Neues Protest-Video gegen Putin

Sotschi, 20.02.2014

Pussy Riot haben ein neues Protest-Video produziert.

Die kremlkritische Punkband "Pussy Riot" hat nach fast zwei Monaten wieder einen Protestsong gegen Putin produziert.

Die russische Protestgruppe Pussy Riot hat trotz mehrerer Festnahmen in der Olympiastadt Sotschi ein neues kremlkritisches Punkvideo veröffentlicht. Der Clip "Putin bringt dir bei, die Heimat zu lieben" ging am Donnerstag im Internet online. In dem russischsprachigen Lied prangern die Aktivistinnen das beispiellose Polizeiaufgebot am Schwarzen Meer sowie die Rekordausgaben von etwa 37,5 Milliarden Euro für die Olympischen Winterspiele an, die als Prestigeprojekt von Kremlchef Wladimir Putin gelten.

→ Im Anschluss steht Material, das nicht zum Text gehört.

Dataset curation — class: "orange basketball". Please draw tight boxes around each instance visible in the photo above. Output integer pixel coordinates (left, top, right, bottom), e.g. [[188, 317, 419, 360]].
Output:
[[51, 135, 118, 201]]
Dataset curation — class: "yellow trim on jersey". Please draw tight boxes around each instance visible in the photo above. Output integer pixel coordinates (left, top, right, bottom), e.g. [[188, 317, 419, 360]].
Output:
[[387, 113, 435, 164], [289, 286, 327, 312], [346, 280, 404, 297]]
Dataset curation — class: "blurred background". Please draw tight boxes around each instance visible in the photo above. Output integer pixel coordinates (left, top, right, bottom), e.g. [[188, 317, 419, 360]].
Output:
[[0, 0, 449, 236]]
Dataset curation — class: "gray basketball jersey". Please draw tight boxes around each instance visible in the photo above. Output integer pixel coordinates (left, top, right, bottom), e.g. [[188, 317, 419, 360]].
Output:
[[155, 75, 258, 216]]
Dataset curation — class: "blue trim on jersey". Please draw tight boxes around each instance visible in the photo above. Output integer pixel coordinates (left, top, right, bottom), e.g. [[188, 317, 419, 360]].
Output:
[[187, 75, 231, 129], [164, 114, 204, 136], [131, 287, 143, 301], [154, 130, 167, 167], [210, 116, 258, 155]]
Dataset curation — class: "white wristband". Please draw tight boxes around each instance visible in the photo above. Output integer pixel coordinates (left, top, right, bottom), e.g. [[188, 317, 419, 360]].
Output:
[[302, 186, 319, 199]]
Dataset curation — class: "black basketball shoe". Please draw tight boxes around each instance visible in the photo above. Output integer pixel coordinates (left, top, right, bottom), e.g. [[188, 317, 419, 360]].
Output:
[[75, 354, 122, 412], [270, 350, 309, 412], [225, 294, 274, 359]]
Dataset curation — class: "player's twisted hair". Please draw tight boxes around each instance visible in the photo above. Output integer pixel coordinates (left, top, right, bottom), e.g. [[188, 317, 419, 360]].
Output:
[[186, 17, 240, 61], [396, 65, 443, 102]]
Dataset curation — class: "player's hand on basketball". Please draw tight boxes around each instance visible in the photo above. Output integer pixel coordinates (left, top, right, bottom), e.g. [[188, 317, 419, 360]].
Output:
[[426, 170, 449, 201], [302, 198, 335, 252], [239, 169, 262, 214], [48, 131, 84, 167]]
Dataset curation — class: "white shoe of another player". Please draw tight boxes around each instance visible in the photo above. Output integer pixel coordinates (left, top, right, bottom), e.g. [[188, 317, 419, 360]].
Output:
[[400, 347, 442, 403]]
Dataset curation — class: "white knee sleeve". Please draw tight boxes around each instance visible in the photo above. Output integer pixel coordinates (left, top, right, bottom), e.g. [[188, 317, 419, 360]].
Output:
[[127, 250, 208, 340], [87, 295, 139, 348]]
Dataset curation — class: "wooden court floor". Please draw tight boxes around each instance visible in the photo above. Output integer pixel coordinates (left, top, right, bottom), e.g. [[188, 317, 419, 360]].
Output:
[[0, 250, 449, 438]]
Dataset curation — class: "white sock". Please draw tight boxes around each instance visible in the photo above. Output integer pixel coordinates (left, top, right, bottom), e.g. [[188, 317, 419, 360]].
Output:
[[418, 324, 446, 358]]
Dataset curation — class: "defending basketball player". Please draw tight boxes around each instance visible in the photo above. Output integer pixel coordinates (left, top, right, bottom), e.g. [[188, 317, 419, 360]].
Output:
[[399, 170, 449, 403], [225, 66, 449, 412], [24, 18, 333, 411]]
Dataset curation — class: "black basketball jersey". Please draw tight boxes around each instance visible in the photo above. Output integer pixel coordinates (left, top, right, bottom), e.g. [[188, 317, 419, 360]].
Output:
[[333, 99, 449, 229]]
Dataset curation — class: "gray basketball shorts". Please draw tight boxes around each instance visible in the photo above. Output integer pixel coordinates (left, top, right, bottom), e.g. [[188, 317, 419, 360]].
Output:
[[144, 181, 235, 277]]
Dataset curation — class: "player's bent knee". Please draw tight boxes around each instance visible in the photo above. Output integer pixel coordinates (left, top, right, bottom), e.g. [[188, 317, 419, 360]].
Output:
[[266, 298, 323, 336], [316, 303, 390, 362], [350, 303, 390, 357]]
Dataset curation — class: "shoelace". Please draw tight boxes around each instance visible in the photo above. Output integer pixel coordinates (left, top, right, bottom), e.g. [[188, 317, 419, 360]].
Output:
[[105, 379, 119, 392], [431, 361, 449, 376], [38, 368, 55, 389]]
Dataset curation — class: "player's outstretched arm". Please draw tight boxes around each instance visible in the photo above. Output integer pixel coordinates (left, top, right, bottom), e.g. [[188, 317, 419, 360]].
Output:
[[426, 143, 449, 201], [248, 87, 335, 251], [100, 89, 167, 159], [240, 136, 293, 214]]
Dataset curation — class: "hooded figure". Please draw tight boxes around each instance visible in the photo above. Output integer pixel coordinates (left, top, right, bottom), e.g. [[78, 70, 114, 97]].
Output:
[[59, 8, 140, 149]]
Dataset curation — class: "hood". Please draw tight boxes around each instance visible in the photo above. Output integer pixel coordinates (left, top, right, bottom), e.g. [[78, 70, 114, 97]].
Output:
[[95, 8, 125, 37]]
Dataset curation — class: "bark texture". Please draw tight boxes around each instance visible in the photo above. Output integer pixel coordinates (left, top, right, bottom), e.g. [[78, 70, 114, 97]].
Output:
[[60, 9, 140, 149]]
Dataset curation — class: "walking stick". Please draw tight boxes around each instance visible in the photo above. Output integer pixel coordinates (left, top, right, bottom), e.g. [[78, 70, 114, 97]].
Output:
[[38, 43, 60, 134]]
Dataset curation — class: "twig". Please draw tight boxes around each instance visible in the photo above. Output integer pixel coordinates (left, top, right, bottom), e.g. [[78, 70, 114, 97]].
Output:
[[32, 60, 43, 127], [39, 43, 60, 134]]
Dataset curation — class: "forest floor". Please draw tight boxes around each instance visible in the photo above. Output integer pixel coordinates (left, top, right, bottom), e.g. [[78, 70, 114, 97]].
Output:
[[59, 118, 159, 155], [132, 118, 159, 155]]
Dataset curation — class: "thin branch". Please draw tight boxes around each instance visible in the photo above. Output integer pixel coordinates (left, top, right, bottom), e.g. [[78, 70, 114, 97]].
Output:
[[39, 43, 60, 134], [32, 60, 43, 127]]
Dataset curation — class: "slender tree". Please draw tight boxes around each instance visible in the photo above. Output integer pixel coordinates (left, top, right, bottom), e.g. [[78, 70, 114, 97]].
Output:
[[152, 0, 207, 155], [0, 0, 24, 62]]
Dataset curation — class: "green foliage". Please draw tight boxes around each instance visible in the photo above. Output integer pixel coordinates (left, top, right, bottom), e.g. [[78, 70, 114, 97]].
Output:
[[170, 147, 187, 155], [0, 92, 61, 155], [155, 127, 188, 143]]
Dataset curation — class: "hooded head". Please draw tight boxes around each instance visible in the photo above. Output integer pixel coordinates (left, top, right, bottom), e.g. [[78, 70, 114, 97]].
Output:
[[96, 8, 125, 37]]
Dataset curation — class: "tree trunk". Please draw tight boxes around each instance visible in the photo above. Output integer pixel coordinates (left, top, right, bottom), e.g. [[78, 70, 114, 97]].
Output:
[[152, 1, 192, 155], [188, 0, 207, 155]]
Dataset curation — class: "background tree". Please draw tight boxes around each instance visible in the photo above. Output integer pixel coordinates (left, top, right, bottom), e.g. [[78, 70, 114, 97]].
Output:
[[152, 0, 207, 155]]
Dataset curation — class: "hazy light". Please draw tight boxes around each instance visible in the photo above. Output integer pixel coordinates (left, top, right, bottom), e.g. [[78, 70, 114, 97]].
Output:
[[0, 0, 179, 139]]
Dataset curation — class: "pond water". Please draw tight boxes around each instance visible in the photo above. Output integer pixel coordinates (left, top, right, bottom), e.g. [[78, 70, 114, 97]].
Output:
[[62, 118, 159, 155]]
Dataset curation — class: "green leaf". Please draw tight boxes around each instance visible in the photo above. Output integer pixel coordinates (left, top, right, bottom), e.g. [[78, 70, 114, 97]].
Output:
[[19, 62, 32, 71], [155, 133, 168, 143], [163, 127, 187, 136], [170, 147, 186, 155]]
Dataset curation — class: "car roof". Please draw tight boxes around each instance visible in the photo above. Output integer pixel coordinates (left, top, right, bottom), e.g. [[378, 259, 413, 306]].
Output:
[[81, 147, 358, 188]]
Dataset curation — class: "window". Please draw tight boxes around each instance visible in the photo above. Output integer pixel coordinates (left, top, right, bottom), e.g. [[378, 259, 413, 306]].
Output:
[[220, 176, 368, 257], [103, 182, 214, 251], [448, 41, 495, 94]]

Kosaken schlagen Bandmitglieder

In dem rund zweieinhalb Minuten langen Film ist unter anderem zu sehen, wie ein uniformierter Kosake in Sotschi mit einer Peitsche brutal auf die mit Strickmasken getarnten Frauen einschlägt. Die Kosaken sehen sich selbst als Hilfspolizisten. "So sieht die russische Wirklichkeit außerhalb der Olympia-Anlagen aus", sagte Maria Aljochina von Pussy Riot. Die Gruppe warf den Behörden vor, die im Auftrag des Kreml handelnden Kosaken nicht zur Verantwortung zu ziehen für ihre Angriffe auf friedliche Bürger. Die Polizei teilte mit, eine Ordnungsstrafe gegen die Störer zu verhängen.

Putin bringt dir bei, die Heimat zu lieben

Die Band kritisierte die Inhaftierung des Umweltschützers und Olympia-Kritikers Jewgeni Witischko, der zu drei Jahren Straflager verurteilt wurde. Jede freie Meinungsäußerung im Olympia-Gastgeberland werde verhindert, sagte Nadeschda Tolokonnikowa. Tolokonnikowa und Aljochina waren am 23. Dezember im Zuge einer
Amnestie nach fast zwei Jahren Haft vorzeitig aus dem Straflager entlassen worden. Sie waren nach einem Anti-Putin-Protest in einer Moskauer Kathedrale zu zwei Jahren Lagerhaft verurteilt worden. "Putin bringt dir bei, die Heimat zu lieben" heißt es immer wieder ironisch im Refrain. Die Aktivistinnen waren in Sotschi vor einigen Tagen in einem angeblichen Diebstahlsfall von der Polizei abgeführt und nach eigener Darstellung misshandelt worden. Sie wurden später freigelassen. Das Internationale Olympische Komitee (IOC) kritisierte die Verwendung olympischer Symbole im kremlkritischen Video. In dem Clip tanzt die Band vor den Olympia-Ringen. "Die Spiele sollten nicht politisch missbraucht werden", sagte IOC-Sprecher Mark Adams. Er zeigte sich jedoch besorgt über die jüngste Gewalt gegen die Frauen.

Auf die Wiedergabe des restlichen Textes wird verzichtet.